The Maize Price Spike of 2012/13: Understanding the Paradox of High Prices despite Abundant Supplies

Type Working Paper
Title The Maize Price Spike of 2012/13: Understanding the Paradox of High Prices despite Abundant Supplies
Publication (Day/Month/Year) 2013
The 2012 harvest was, according to the Ministry of Agriculture and Livestock national food balance sheet estimates, a major surplus production season. However, by November the same year, Zambia started experiencing widespread maize meal shortages and skyrocketing maize meal prices. This paper seeks to identify and analyze the fundamental causes of high maize meal prices in Zambia amidst years of bumper maize harvests. Our findings reveal that the maize procurement and marketing behavior of the FRA from 2010 to 2012 contributed to major structural changes, including 1. A shift in maize procurement strategies by commercial mills; 2. Rationing of FRA maize sold at subsidized prices to commercial mills; 3. Exit of the commercial farming sector from maize production. By procuring the majority of the available surplus and selling it at subsidized rates to a selected group of commercial mills, the informal market, including small-scale traders, retailers, and hammer mills, were effectively squeezed out of the market. As a result, this made the milling sector more concentrated and enabled large millers to raise their prices without risk of losing market share to informal milling competition. As a result of this market reorganization, the levels of competition in the market decreased while total available maize supplies were lower than would have been the case without the large FRA presence.

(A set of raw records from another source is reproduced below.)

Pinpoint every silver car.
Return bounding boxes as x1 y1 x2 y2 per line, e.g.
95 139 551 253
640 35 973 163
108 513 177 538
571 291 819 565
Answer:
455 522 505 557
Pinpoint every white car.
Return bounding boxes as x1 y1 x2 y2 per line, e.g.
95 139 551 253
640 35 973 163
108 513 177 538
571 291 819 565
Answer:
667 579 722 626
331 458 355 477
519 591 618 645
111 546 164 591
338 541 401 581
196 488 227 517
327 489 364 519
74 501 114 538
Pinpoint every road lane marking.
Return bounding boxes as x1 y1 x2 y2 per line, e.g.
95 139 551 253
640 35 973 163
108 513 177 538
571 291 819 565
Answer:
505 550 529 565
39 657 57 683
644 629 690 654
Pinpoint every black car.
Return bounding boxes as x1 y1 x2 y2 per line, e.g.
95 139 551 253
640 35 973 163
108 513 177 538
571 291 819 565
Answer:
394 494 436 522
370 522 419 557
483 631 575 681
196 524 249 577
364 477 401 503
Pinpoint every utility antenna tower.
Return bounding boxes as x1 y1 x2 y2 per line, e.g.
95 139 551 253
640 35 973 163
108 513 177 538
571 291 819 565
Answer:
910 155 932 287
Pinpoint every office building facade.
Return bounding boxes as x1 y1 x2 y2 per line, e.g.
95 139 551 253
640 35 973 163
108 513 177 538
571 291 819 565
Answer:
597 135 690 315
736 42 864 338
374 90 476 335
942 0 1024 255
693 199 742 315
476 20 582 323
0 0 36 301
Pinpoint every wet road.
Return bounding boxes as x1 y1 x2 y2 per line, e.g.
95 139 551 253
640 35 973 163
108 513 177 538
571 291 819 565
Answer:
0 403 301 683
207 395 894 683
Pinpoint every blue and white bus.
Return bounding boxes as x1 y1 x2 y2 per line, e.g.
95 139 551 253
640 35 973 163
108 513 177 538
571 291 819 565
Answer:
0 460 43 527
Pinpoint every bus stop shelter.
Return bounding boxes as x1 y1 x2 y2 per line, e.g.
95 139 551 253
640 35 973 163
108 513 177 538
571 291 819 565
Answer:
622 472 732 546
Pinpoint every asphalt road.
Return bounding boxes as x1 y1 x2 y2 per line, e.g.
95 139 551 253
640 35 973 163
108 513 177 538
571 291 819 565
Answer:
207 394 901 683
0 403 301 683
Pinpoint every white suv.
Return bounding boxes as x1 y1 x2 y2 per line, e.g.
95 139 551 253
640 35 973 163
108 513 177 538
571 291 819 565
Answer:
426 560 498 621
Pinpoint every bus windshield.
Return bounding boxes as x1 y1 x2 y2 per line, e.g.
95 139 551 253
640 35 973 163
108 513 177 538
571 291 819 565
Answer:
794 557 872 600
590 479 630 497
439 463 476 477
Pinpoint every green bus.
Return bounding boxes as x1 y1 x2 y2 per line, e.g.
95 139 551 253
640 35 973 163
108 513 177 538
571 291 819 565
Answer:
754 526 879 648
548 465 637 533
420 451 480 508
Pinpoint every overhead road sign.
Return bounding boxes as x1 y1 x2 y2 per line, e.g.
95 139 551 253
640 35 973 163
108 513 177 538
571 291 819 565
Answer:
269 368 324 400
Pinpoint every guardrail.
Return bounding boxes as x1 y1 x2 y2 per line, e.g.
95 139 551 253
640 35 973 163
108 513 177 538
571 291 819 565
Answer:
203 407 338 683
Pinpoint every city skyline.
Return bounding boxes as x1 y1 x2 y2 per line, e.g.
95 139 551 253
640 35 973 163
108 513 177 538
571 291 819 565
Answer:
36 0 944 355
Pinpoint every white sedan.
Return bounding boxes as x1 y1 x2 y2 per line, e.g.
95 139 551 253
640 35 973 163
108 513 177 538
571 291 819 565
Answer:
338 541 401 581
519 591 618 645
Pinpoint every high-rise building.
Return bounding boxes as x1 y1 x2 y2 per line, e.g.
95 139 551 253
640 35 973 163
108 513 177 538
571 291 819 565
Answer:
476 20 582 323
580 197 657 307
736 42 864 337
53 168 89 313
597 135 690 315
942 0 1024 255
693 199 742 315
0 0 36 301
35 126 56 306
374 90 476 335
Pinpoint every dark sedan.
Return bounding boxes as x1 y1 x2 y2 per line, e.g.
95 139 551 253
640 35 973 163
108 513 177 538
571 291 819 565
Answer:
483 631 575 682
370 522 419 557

The limitations of the market structure that emerged out of the consolidation of the market by the FRA were exposed in 2012 by a significant shift in regional trading relationships for maize. In particular, beginning in 2010 and continuing through 2012, South Africa, the region’s only consistent surplus producer of white maize, redirected the focus of its exports from the Sub-Saharan Africa region toward overseas markets. Because of the ways in which Zambia’s maize market had been restructured it was unable to effectively respond to this increased demand burden, leading to maize and maize meal shortages along Zambia’s border and elevated prices throughout the country.